Program pencegahan stunting dilaksanakan di bawah payung tanggung jawab sosial dan lingkungan BNI Berbagi. Kegiatan ini telah berjalan secara bertahap sejak awal 2026 dan akan terus berlanjut hingga akhir tahun. Fokus program mencakup pemenuhan gizi, edukasi bagi keluarga, perbaikan sanitasi, serta penguatan layanan kesehatan masyarakat.

Corporate Secretary BNI, Okki Rushartomo, menjelaskan bahwa pencegahan stunting menjadi prioritas program sosial perseroan. Hal ini dikarenakan tumbuh kembang anak pada periode 1.000 Hari Pertama Kehidupan (HPK) merupakan fondasi krusial bagi kualitas sumber daya manusia di masa depan.

“BNI percaya setiap anak Indonesia berhak mendapatkan awal kehidupan yang sehat agar dapat tumbuh dan berkembang secara optimal,” ujar Okki dalam keterangan tertulis yang dirilis bertepatan dengan momentum Hari Anak Nasional 2026.

Okki menambahkan, pemenuhan hak anak atas kesehatan, gizi, dan pengasuhan yang memadai memerlukan sinergi antara pemerintah, sektor swasta, tenaga kesehatan, dan seluruh lapisan masyarakat.
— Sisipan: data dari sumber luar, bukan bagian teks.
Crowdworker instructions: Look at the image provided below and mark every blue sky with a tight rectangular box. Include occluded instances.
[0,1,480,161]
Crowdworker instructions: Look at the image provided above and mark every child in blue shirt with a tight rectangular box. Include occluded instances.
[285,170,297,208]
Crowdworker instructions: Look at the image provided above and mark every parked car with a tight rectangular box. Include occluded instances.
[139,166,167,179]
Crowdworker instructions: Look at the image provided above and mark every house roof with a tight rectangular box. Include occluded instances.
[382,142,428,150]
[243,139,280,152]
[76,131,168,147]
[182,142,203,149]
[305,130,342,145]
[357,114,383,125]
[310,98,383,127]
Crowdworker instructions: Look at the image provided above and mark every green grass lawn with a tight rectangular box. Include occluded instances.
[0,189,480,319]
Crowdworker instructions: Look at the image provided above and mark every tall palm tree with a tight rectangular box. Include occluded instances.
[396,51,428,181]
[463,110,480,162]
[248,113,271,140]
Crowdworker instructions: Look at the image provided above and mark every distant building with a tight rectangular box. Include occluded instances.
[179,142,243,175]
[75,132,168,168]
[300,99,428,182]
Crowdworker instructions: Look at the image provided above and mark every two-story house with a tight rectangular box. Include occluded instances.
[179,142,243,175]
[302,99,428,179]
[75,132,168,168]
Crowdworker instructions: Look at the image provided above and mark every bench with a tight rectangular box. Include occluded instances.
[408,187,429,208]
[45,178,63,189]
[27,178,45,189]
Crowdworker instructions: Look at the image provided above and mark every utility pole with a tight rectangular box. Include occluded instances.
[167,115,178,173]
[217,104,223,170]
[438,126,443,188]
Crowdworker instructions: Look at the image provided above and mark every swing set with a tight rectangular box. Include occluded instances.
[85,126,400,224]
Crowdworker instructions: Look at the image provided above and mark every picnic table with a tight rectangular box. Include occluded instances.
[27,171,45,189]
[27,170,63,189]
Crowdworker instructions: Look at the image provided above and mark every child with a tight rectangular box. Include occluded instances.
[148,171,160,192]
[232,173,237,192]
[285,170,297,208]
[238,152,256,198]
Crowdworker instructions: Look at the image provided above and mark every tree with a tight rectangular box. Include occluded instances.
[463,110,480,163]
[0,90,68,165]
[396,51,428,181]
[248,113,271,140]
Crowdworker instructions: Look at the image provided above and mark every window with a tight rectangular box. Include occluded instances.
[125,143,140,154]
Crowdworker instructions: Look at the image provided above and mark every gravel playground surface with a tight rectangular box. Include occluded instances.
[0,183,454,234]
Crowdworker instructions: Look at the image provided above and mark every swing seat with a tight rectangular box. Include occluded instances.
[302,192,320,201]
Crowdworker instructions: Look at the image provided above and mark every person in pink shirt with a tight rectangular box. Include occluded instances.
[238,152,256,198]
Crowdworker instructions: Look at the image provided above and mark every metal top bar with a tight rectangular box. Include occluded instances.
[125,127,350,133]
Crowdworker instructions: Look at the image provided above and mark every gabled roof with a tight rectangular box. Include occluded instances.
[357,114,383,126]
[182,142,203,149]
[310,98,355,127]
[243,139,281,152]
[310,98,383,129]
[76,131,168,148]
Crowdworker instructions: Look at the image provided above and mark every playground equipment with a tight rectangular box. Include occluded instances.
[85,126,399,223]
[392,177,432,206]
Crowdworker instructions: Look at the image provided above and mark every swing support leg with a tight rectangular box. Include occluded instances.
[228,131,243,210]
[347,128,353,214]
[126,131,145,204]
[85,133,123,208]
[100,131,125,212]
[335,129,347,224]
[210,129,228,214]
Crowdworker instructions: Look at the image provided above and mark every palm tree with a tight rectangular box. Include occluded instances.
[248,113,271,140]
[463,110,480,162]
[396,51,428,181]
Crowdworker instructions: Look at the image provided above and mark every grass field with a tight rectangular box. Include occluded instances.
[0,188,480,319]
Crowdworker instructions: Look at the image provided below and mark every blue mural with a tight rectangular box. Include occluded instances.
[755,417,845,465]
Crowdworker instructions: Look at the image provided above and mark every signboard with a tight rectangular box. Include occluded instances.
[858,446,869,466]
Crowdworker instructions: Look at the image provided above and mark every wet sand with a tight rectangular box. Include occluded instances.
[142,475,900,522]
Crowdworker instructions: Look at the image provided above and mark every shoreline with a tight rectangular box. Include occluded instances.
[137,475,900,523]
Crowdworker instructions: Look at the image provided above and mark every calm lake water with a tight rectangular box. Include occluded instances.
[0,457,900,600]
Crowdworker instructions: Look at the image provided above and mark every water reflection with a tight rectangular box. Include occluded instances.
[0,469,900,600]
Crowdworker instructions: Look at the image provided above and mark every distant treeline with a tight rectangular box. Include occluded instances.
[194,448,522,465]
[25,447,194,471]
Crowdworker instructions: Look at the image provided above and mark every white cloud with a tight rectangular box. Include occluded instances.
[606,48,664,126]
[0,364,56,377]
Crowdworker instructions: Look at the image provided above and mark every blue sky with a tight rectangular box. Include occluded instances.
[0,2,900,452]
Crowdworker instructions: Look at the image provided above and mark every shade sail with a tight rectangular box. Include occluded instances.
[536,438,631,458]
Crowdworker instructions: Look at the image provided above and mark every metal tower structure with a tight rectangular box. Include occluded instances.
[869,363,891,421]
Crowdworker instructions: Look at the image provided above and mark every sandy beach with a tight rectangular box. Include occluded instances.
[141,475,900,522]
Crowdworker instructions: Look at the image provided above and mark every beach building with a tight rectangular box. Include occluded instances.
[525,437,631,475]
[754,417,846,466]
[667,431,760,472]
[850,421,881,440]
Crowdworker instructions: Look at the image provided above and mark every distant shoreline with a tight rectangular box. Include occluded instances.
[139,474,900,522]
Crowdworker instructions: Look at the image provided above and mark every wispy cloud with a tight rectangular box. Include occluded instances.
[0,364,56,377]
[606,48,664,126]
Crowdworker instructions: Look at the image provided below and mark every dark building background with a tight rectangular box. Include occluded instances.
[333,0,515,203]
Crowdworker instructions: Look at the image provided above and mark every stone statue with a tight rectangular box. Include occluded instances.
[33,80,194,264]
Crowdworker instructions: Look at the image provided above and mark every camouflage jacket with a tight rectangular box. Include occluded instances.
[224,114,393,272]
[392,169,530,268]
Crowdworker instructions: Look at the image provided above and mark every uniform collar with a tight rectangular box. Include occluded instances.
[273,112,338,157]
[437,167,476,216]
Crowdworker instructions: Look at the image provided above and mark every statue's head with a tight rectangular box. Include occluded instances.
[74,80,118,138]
“Melalui BNI Berbagi, kami terus memperkuat kolaborasi dengan berbagai pemangku kepentingan untuk mendukung percepatan penurunan stunting sebagai bagian dari kontribusi kami dalam mewujudkan Generasi Indonesia Emas 2045,” tuturnya.

Salah satu program unggulan yang diimplementasikan adalah Gerakan Orang Tua Asuh Cegah Stunting atau GENTING di Provinsi Riau. Program ini dijalankan bekerja sama dengan Kementerian Pemberdayaan Perempuan dan Perlindungan Anak serta Badan Kependudukan dan Keluarga Berencana Nasional (BKKBN).
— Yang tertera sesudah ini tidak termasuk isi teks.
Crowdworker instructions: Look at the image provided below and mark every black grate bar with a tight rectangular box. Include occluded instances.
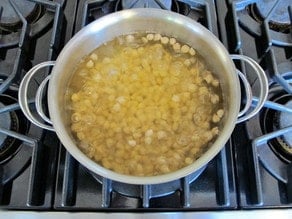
[216,147,230,206]
[266,49,292,94]
[181,176,191,208]
[101,177,112,208]
[61,152,77,206]
[230,2,242,52]
[286,163,292,203]
[142,185,151,208]
[0,0,28,94]
[27,143,45,206]
[49,2,63,60]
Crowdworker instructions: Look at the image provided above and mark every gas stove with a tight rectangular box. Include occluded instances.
[0,0,292,216]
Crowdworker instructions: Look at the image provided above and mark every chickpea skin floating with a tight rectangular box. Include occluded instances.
[68,33,224,176]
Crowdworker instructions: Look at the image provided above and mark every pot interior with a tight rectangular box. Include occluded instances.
[48,9,240,184]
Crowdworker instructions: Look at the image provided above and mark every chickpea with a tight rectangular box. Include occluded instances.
[67,33,224,176]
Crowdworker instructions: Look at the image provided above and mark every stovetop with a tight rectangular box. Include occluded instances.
[0,0,292,212]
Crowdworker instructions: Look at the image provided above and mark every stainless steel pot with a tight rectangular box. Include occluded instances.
[19,8,268,184]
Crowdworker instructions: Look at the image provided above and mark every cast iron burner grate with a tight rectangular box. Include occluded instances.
[229,0,292,51]
[0,0,64,48]
[0,95,27,164]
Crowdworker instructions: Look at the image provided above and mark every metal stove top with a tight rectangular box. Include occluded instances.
[0,0,292,214]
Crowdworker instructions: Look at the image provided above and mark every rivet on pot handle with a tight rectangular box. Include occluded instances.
[230,55,269,123]
[18,61,55,131]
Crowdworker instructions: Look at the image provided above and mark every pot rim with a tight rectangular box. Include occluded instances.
[48,8,240,185]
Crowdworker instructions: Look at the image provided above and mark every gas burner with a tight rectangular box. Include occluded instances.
[90,166,206,198]
[0,95,26,164]
[121,0,172,10]
[0,0,64,48]
[0,0,42,33]
[232,0,292,46]
[250,0,291,33]
[246,67,292,183]
[262,92,292,163]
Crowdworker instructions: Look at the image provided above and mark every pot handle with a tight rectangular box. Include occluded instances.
[18,61,55,131]
[230,55,269,123]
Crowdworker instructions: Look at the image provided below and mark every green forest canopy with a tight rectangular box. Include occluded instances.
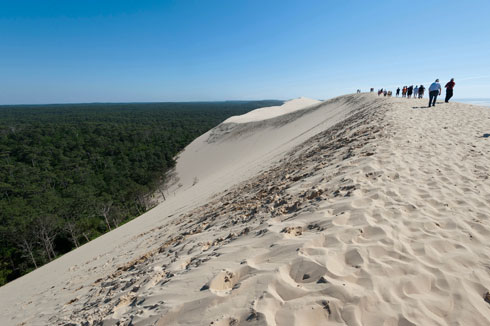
[0,100,282,285]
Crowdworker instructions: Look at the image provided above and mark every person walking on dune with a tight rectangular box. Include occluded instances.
[444,78,456,103]
[429,79,441,107]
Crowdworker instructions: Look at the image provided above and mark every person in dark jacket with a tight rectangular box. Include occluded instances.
[444,78,456,103]
[407,85,413,98]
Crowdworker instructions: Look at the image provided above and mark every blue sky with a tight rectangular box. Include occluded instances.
[0,0,490,104]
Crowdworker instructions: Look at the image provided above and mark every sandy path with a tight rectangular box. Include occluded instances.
[2,94,490,326]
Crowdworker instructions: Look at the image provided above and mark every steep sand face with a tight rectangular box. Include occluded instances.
[0,94,490,326]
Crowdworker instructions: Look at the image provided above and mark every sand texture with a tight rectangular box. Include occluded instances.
[0,94,490,326]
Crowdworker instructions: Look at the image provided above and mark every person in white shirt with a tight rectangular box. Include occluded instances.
[429,79,441,107]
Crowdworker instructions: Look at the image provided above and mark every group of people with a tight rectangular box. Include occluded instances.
[388,78,456,107]
[396,85,425,98]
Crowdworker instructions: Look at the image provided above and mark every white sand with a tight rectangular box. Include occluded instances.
[0,94,490,326]
[223,97,320,123]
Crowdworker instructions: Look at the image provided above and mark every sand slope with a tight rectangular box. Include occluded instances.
[0,94,490,326]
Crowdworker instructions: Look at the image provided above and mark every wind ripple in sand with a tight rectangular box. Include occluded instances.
[7,95,490,326]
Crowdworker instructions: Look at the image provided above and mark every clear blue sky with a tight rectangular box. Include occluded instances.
[0,0,490,104]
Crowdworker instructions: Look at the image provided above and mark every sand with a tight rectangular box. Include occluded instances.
[0,94,490,326]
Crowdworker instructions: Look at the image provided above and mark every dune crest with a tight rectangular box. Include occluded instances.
[0,94,490,326]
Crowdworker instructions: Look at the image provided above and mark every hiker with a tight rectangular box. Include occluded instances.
[444,78,456,103]
[407,85,413,98]
[429,79,441,107]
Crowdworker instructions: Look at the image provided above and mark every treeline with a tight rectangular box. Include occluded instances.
[0,101,281,285]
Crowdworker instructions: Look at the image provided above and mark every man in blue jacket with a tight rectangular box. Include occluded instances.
[429,79,441,107]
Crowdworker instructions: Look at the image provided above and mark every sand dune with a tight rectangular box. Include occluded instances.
[0,94,490,326]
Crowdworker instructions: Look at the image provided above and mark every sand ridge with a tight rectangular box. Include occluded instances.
[2,94,490,326]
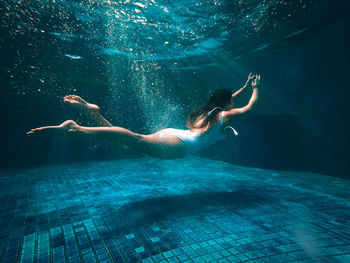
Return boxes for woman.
[27,74,260,159]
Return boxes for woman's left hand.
[243,73,255,88]
[251,74,260,89]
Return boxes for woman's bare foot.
[64,95,100,113]
[27,120,79,137]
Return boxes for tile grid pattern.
[0,158,350,262]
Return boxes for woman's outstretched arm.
[64,95,113,127]
[225,74,260,121]
[232,73,255,98]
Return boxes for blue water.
[0,157,350,262]
[0,0,350,263]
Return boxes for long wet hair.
[187,89,232,130]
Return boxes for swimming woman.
[27,74,260,159]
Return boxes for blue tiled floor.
[0,158,350,262]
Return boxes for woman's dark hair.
[187,89,232,129]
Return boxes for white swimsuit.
[159,111,232,154]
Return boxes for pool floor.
[0,157,350,262]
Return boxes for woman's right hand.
[243,73,255,88]
[251,74,260,89]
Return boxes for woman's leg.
[64,95,113,127]
[27,120,186,159]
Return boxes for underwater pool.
[0,0,350,263]
[0,157,350,262]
Selain itu, BNI juga menerapkan Program Desa Sehat Bebas Stunting di empat desa yang berlokasi di Kecamatan Pangalengan, Kabupaten Bandung. Program ini mengintegrasikan intervensi pemenuhan gizi dengan edukasi keluarga, perbaikan sanitasi, promosi perilaku hidup bersih dan sehat, serta peningkatan kualitas lingkungan hunian.

Pendekatan yang diterapkan berupaya agar penanganan stunting tidak hanya terbatas pada pemberian bantuan pangan, tetapi juga mencakup faktor-faktor lingkungan, pola pengasuhan, dan kemudahan akses masyarakat terhadap layanan kesehatan.

“Sejalan dengan semangat Hari Anak Nasional, kami berharap semakin banyak anak Indonesia memperoleh kesempatan untuk tumbuh sehat, berkembang secara optimal, dan menjadi generasi unggul,” kata Okki.

Program pencegahan stunting ini juga merupakan bagian dari pelaksanaan semangat Swadharma Bhakti Nagara dalam rangka peringatan ulang tahun ke-80 BNI. Dengan kolaborasi yang berkelanjutan, BNI berharap upaya ini dapat memberikan manfaat yang lebih luas bagi keluarga dan berkontribusi pada terbentuknya generasi yang sehat, produktif, serta berdaya saing.